A new TV ad announced from the American Action Network on Tuesday also hit Maloney on health care, first-class airfare, and drones. It concludes: "Sean Patrick Maloney: Looking out for himself, not us."

Dan Conston, spokesman for AAN, said his group conducts its own polling and determines where and when it buys ads—but he acknowledged he keeps track of what the NRCC is saying.

"In our advertising, it's based first and foremost off survey research, off the polling," Conston said. "We are also certainly aware of what DemocratFacts says, and that has informed messages to test in polling."
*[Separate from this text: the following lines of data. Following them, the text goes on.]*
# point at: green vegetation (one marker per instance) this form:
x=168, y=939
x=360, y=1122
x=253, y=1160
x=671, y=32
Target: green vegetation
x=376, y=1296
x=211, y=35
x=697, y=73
Campaign legal experts have raised objections to some of these practices. In 2012, the Federal Election Commission scrutinized the use of campaign-provided B-roll footage in super PAC ads. But the commission, as it often does, was split evenly between its Republican and Democratic commissioners. It took no action then, and few expect it will anytime soon—giving campaigns and outside groups the green light to continue finding new ways to communicate with one another.

"What we're seeing here is evidence of a fully coordinated but legally allowable media campaign," Ryan said.

The NRCC and DCCC declined to comment.

Tillis spokesman Daniel Keylin said he had "no idea" how outside groups make their decision.

"We wrote the memo for our campaign's fundraisers and donors," he said.